WhatsApp y Twitter se encuentran estas últimas semanas más llenos de banderas que nunca. Tienen la ventaja de posibilitar el posicionamiento inequívoco a una causa, la adhesión nítida a unas determinadas opciones políticas. O dar a conocer el nacionalismo con el que se identifica cada cual. Y el inconveniente de que la tela, en muchas ocasiones, actúa como singular muro que impide percibir el punto de vista de los otros. Lo que, casi siempre, suele ser interesante. Contrastar opiniones, digo. Escuchar otras voces. Someter las verdades propias al saludable aire de las argumentaciones, muchas veces sabias, ajenas.
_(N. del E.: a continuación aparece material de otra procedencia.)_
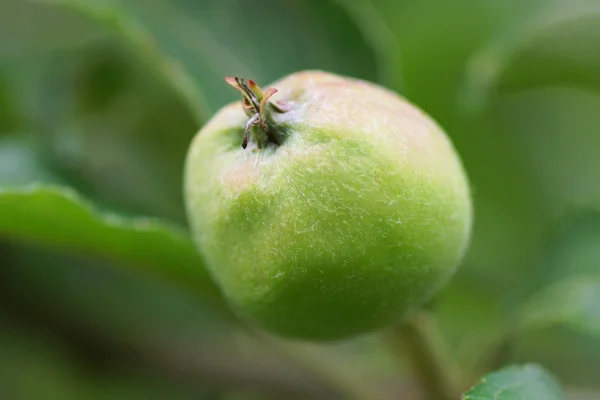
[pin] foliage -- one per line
(99, 100)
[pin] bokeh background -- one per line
(103, 97)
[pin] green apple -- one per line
(344, 207)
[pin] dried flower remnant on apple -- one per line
(254, 102)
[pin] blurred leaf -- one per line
(529, 382)
(573, 302)
(105, 125)
(196, 44)
(552, 44)
(28, 30)
(19, 165)
(53, 216)
(118, 20)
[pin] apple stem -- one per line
(256, 105)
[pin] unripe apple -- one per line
(343, 209)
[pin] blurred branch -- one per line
(419, 341)
(192, 368)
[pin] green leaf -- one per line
(28, 29)
(551, 44)
(58, 217)
(114, 15)
(529, 382)
(574, 302)
(196, 44)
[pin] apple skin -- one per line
(356, 219)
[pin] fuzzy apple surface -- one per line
(355, 215)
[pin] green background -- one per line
(99, 100)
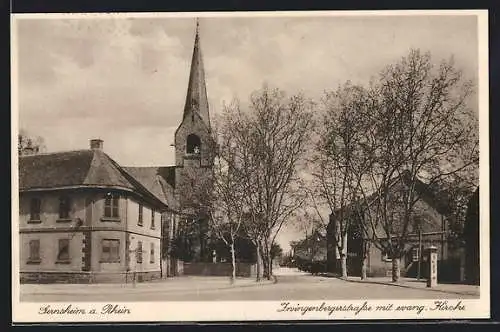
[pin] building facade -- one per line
(84, 218)
(429, 226)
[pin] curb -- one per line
(406, 286)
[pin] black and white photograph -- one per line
(250, 166)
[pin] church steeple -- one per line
(196, 98)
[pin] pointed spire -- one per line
(196, 98)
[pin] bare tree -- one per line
(418, 127)
(227, 191)
(274, 134)
(335, 183)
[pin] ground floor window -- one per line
(63, 251)
(34, 251)
(110, 251)
(139, 252)
(152, 254)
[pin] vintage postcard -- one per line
(250, 166)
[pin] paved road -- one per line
(290, 286)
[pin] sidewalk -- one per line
(459, 289)
(171, 285)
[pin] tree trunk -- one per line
(233, 263)
(265, 261)
(343, 265)
(396, 271)
(259, 262)
(364, 267)
(364, 260)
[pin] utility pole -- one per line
(419, 253)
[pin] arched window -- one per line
(193, 144)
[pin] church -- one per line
(85, 218)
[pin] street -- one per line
(291, 285)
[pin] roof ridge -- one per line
(52, 153)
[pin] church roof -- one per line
(78, 169)
(196, 98)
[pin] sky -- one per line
(124, 80)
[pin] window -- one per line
(139, 252)
(415, 254)
(111, 206)
(193, 144)
(152, 254)
(152, 219)
(34, 251)
(110, 251)
(139, 220)
(64, 207)
(35, 204)
(63, 252)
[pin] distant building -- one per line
(430, 226)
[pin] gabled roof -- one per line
(83, 168)
(158, 180)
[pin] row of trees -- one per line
(255, 187)
(380, 141)
(410, 123)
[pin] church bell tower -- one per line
(193, 154)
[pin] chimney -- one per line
(96, 144)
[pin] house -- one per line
(429, 226)
(82, 217)
(471, 234)
(85, 218)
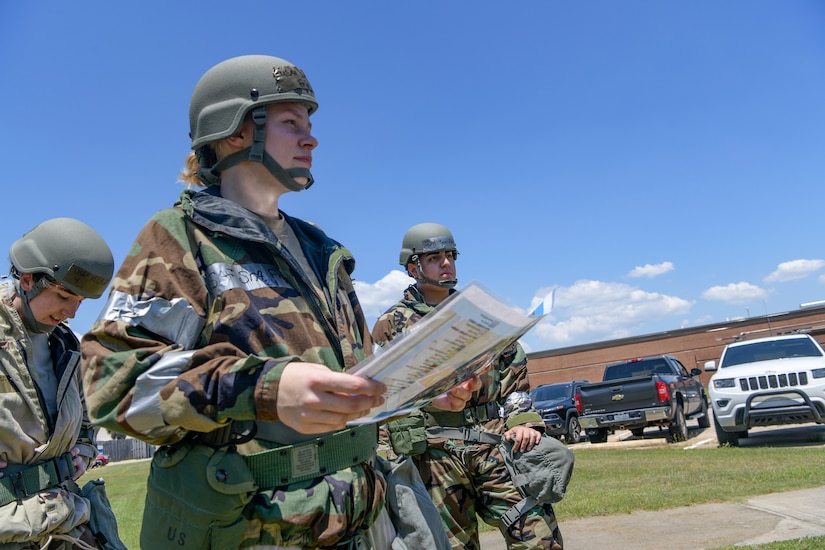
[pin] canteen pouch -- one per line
(543, 472)
(102, 522)
(408, 435)
(195, 498)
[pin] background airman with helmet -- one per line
(46, 438)
(464, 473)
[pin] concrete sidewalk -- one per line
(766, 518)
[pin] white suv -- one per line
(767, 382)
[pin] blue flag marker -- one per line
(546, 305)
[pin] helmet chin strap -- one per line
(28, 316)
(449, 283)
(255, 153)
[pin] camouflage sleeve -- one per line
(392, 323)
(513, 378)
(148, 370)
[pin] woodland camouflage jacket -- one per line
(203, 316)
(507, 376)
(28, 435)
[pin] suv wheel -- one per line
(574, 430)
(725, 438)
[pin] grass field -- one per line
(605, 481)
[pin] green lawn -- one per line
(605, 481)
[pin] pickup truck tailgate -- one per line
(619, 395)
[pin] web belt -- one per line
(465, 434)
(310, 459)
(29, 480)
(469, 415)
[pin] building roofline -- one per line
(727, 325)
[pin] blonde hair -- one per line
(191, 166)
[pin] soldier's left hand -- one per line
(523, 438)
(456, 399)
(79, 463)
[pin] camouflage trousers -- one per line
(468, 481)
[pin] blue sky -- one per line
(660, 164)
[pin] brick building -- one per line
(692, 346)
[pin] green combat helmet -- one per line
(67, 251)
(426, 238)
(224, 96)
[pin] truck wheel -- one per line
(704, 421)
(597, 435)
(725, 438)
(574, 430)
(678, 428)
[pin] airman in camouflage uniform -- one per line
(46, 437)
(228, 314)
(467, 477)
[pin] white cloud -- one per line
(794, 270)
(377, 297)
(735, 293)
(651, 271)
(591, 311)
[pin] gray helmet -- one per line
(69, 252)
(227, 93)
(426, 238)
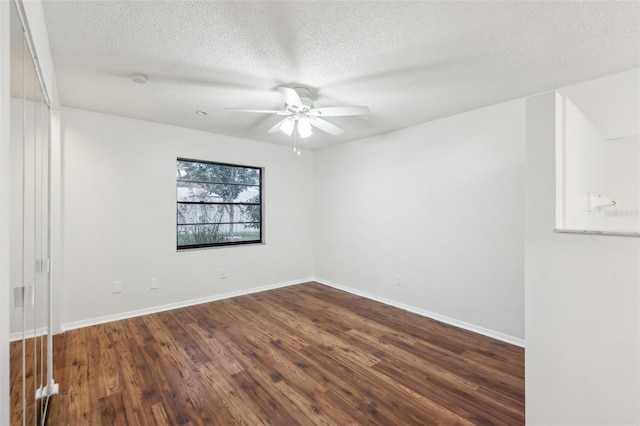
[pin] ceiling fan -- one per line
(301, 115)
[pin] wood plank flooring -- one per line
(301, 355)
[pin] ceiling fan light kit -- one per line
(301, 115)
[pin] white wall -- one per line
(119, 188)
(5, 210)
(442, 205)
(582, 303)
(595, 164)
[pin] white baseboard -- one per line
(139, 312)
(170, 306)
(447, 320)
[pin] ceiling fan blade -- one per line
(278, 125)
(339, 111)
(261, 111)
(290, 96)
(325, 126)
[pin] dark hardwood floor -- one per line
(301, 355)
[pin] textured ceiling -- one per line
(410, 62)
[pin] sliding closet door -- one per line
(30, 275)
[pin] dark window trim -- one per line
(228, 243)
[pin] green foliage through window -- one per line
(218, 204)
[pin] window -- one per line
(218, 204)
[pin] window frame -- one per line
(226, 243)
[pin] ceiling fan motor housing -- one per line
(304, 93)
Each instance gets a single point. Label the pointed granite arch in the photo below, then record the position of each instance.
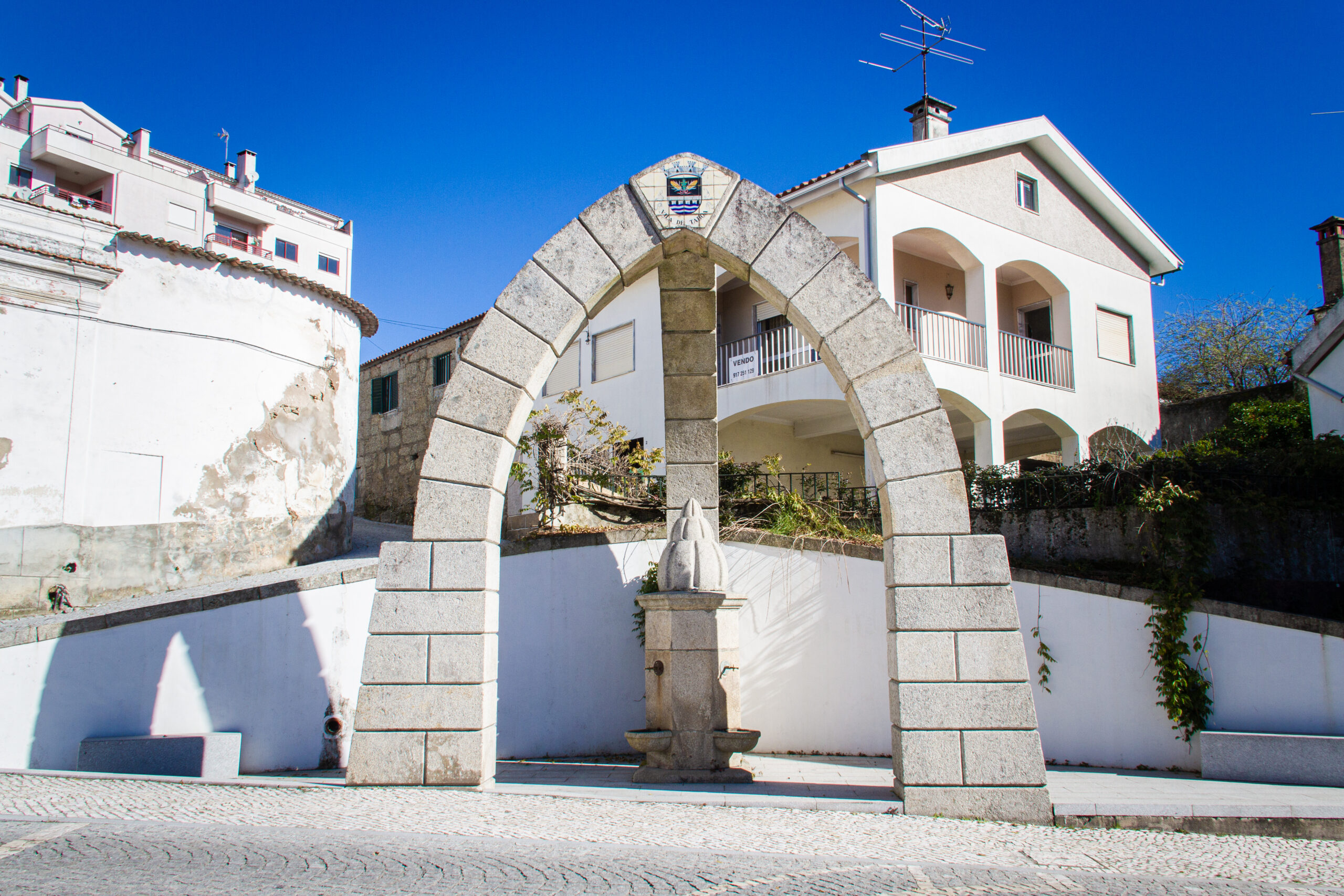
(964, 726)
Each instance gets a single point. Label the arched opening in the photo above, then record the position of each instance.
(970, 426)
(941, 308)
(1040, 438)
(816, 436)
(1035, 331)
(416, 729)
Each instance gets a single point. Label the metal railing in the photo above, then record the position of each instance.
(768, 352)
(77, 201)
(239, 245)
(1035, 361)
(945, 336)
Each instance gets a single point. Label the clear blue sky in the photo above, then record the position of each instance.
(459, 138)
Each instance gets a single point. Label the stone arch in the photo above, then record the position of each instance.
(1038, 431)
(964, 727)
(1115, 442)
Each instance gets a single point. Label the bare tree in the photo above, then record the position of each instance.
(1229, 344)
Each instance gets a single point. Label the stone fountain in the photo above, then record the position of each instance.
(691, 675)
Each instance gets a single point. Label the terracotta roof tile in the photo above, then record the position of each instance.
(423, 340)
(368, 320)
(808, 183)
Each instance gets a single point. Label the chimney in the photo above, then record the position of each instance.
(930, 117)
(1331, 242)
(140, 148)
(248, 170)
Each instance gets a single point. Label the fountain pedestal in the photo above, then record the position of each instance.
(691, 690)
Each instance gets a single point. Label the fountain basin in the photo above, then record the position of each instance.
(651, 741)
(736, 741)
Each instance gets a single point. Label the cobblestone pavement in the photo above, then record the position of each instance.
(128, 858)
(539, 844)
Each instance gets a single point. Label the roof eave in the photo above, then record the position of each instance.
(1319, 342)
(1052, 145)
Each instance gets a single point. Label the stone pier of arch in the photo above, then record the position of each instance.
(964, 723)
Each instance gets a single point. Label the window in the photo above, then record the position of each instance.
(182, 217)
(766, 318)
(229, 234)
(1034, 321)
(1115, 336)
(1027, 194)
(443, 367)
(566, 373)
(385, 394)
(613, 352)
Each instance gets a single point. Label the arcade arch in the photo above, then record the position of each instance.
(423, 723)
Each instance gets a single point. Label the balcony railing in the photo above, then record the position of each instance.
(1035, 361)
(244, 246)
(768, 352)
(76, 201)
(945, 336)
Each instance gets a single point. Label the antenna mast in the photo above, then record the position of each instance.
(929, 27)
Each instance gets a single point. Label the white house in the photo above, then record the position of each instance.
(179, 359)
(1022, 276)
(1318, 361)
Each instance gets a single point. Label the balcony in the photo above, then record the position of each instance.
(945, 336)
(238, 245)
(77, 201)
(1035, 362)
(768, 352)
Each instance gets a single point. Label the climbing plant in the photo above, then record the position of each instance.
(1182, 547)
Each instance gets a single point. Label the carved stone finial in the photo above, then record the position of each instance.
(692, 561)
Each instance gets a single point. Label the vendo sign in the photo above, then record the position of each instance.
(743, 367)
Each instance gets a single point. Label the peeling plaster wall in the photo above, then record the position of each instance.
(210, 433)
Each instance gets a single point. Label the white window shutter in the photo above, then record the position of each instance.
(613, 352)
(1113, 336)
(566, 374)
(764, 312)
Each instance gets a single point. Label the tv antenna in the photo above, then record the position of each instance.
(929, 27)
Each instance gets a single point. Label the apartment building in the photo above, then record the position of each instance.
(181, 359)
(398, 397)
(1022, 276)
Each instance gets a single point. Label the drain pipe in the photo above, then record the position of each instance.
(867, 227)
(1320, 386)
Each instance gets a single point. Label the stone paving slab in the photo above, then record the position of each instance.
(205, 860)
(1122, 792)
(858, 836)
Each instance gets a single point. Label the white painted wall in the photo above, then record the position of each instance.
(1101, 707)
(1327, 410)
(815, 662)
(268, 669)
(570, 675)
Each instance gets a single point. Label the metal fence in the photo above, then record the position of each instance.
(768, 352)
(1035, 361)
(945, 336)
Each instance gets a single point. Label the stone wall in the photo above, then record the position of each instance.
(392, 445)
(1186, 422)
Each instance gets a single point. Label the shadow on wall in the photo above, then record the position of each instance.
(570, 669)
(814, 650)
(250, 668)
(332, 532)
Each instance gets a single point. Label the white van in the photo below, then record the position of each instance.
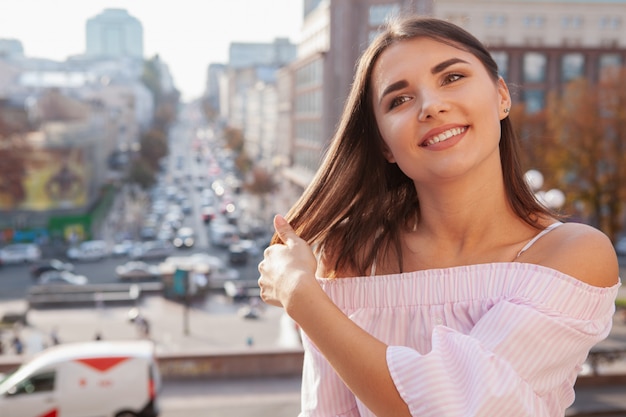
(100, 378)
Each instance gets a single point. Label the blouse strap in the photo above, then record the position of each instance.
(539, 235)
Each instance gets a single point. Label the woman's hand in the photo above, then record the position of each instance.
(287, 268)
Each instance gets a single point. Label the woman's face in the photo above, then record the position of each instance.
(437, 109)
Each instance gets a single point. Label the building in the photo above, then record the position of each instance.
(248, 93)
(11, 48)
(541, 45)
(114, 33)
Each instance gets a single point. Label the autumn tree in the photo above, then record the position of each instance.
(14, 151)
(588, 122)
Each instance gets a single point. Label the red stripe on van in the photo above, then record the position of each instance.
(102, 364)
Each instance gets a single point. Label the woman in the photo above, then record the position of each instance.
(438, 285)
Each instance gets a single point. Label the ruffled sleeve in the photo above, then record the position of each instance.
(323, 393)
(520, 359)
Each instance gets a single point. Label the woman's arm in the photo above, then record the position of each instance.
(288, 280)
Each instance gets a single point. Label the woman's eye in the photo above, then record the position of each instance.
(450, 78)
(397, 101)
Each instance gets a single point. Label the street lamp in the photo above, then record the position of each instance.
(552, 199)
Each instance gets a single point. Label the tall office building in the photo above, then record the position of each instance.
(539, 45)
(114, 34)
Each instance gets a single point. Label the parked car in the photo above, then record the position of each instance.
(50, 265)
(153, 249)
(16, 253)
(103, 378)
(122, 248)
(62, 277)
(137, 270)
(89, 250)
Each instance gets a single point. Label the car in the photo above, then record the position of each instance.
(16, 253)
(89, 250)
(50, 265)
(137, 270)
(152, 249)
(62, 277)
(185, 238)
(122, 248)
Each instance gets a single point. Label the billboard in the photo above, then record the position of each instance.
(55, 179)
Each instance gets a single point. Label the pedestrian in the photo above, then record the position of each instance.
(18, 345)
(424, 274)
(54, 337)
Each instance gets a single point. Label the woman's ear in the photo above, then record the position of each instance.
(505, 98)
(387, 154)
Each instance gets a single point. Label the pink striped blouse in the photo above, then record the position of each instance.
(499, 339)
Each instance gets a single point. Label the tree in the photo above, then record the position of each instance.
(14, 151)
(588, 123)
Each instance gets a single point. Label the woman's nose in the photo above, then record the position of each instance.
(432, 105)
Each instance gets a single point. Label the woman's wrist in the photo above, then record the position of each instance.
(303, 296)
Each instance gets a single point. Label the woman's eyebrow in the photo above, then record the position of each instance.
(445, 64)
(398, 85)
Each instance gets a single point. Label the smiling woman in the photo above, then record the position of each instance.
(443, 287)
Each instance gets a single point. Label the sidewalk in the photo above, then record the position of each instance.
(218, 326)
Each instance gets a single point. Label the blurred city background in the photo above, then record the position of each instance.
(132, 193)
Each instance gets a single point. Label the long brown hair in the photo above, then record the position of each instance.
(358, 204)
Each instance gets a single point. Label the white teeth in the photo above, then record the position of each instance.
(445, 135)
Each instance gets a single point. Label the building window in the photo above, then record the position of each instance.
(310, 75)
(610, 22)
(534, 101)
(535, 67)
(502, 59)
(571, 22)
(534, 22)
(572, 66)
(379, 13)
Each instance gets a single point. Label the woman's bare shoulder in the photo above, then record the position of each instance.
(580, 251)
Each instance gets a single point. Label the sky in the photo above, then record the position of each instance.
(188, 35)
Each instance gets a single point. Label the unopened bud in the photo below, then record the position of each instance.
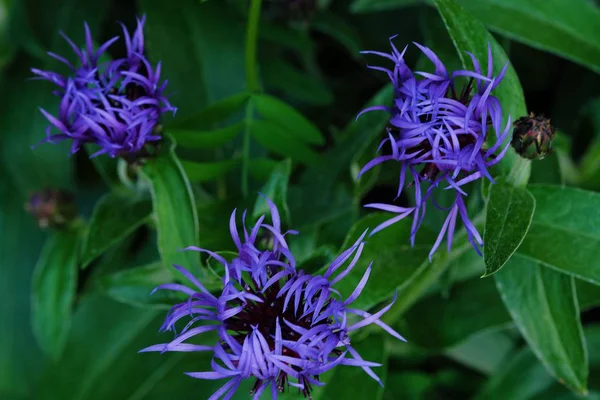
(532, 137)
(52, 208)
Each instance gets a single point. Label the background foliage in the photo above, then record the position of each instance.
(271, 107)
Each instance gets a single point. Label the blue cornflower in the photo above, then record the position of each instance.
(438, 135)
(114, 104)
(276, 324)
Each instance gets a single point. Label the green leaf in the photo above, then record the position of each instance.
(543, 304)
(281, 76)
(174, 211)
(116, 216)
(352, 382)
(184, 37)
(207, 171)
(214, 114)
(509, 214)
(395, 261)
(522, 378)
(206, 139)
(567, 29)
(53, 290)
(357, 136)
(276, 111)
(364, 6)
(565, 232)
(21, 360)
(276, 190)
(133, 286)
(469, 35)
(279, 140)
(341, 30)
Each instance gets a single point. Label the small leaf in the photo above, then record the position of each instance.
(207, 171)
(280, 76)
(53, 290)
(565, 232)
(509, 214)
(206, 139)
(174, 210)
(276, 190)
(277, 139)
(115, 217)
(544, 306)
(470, 35)
(276, 111)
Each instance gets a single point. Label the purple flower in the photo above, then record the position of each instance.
(114, 104)
(276, 324)
(438, 134)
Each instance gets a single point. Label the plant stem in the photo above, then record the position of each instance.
(251, 44)
(252, 83)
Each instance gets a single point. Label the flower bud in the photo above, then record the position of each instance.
(532, 137)
(52, 208)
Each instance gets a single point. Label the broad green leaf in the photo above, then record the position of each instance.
(350, 382)
(443, 320)
(281, 76)
(101, 360)
(276, 190)
(357, 136)
(276, 111)
(279, 140)
(470, 35)
(206, 139)
(199, 72)
(116, 216)
(207, 171)
(544, 306)
(53, 290)
(565, 28)
(174, 210)
(484, 353)
(214, 114)
(134, 285)
(21, 360)
(521, 378)
(509, 214)
(364, 6)
(565, 232)
(395, 261)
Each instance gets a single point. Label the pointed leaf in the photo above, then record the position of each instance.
(174, 210)
(53, 290)
(277, 112)
(509, 214)
(544, 306)
(470, 35)
(116, 216)
(276, 190)
(565, 232)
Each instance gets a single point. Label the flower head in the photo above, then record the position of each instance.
(439, 134)
(276, 324)
(115, 104)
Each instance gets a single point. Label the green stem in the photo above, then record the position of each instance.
(246, 146)
(251, 44)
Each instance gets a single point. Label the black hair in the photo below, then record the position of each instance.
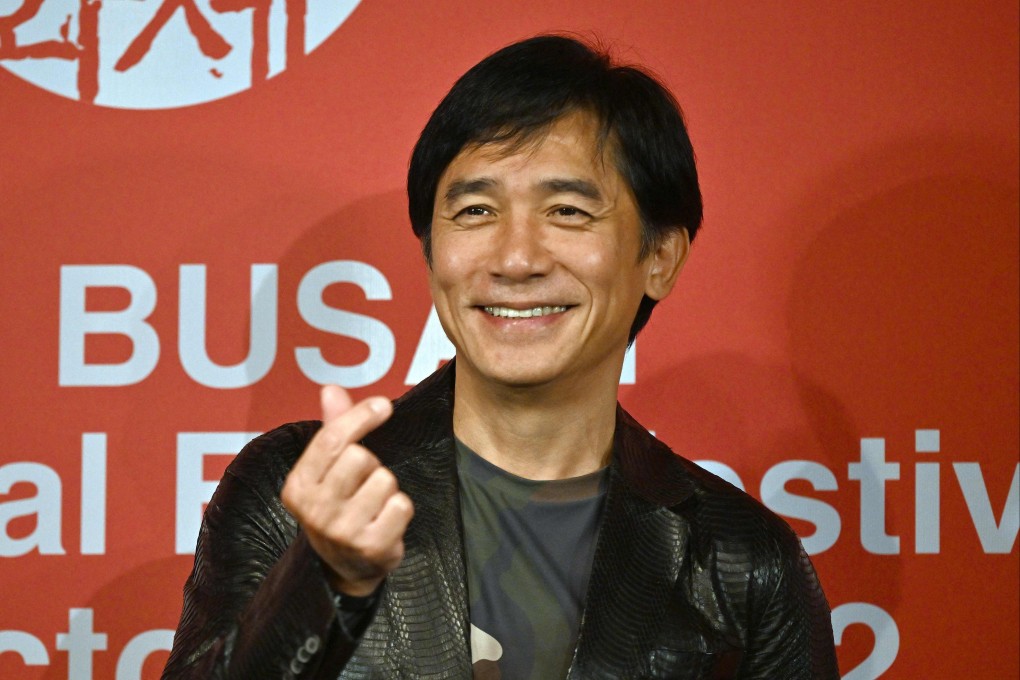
(517, 93)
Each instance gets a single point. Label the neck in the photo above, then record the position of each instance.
(538, 431)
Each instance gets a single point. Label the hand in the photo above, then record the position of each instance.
(347, 503)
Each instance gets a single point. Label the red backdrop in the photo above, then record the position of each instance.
(844, 340)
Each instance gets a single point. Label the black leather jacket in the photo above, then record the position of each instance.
(692, 578)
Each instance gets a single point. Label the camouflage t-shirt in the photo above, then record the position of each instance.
(528, 547)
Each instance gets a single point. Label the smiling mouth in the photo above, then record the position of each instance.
(509, 313)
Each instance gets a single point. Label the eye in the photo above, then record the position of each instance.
(569, 214)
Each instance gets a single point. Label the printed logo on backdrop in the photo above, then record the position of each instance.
(153, 54)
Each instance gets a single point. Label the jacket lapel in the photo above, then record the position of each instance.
(638, 558)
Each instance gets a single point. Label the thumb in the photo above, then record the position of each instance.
(336, 402)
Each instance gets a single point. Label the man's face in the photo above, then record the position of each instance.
(534, 270)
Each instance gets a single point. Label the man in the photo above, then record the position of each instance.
(505, 518)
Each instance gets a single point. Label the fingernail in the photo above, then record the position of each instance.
(379, 405)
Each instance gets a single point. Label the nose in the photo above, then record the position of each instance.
(519, 250)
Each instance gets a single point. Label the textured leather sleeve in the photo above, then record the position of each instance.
(789, 630)
(257, 604)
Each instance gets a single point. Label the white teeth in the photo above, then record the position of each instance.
(508, 313)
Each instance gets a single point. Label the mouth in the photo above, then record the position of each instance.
(529, 313)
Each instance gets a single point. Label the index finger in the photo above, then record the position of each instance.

Seguramente es mucho pedir. No ocurre ni siquiera en los parlamentos, como hemos podido observar recientemente, en los que muchos diputados y diputadas llevan sus intervenciones escritas y estas les sirven para responder al discurso de otros, digan lo que digan estos. Ocurrió en sede parlamentaria el día de la declaración/no declaración de independencia por Puigdemont.

Son momentos de enorme polarización. De blanco y negro. De estelada o rojigualda. En el balcón, en la manifestación o en los corazones. Recibo todos los días interpelaciones de gentes de los dos bandos expresando, con mayor o peor fortuna, sus argumentos; y, sobre todo, fustigando al contrario, siempre errático, equivocado, aventurero o cerrado de mollera, cuando no autoritario, dictatorial, fanatizado, abducido o simplemente loco. Trasladando mentiras, medias verdades y la clásica colección de bulos mejor o peor logrados.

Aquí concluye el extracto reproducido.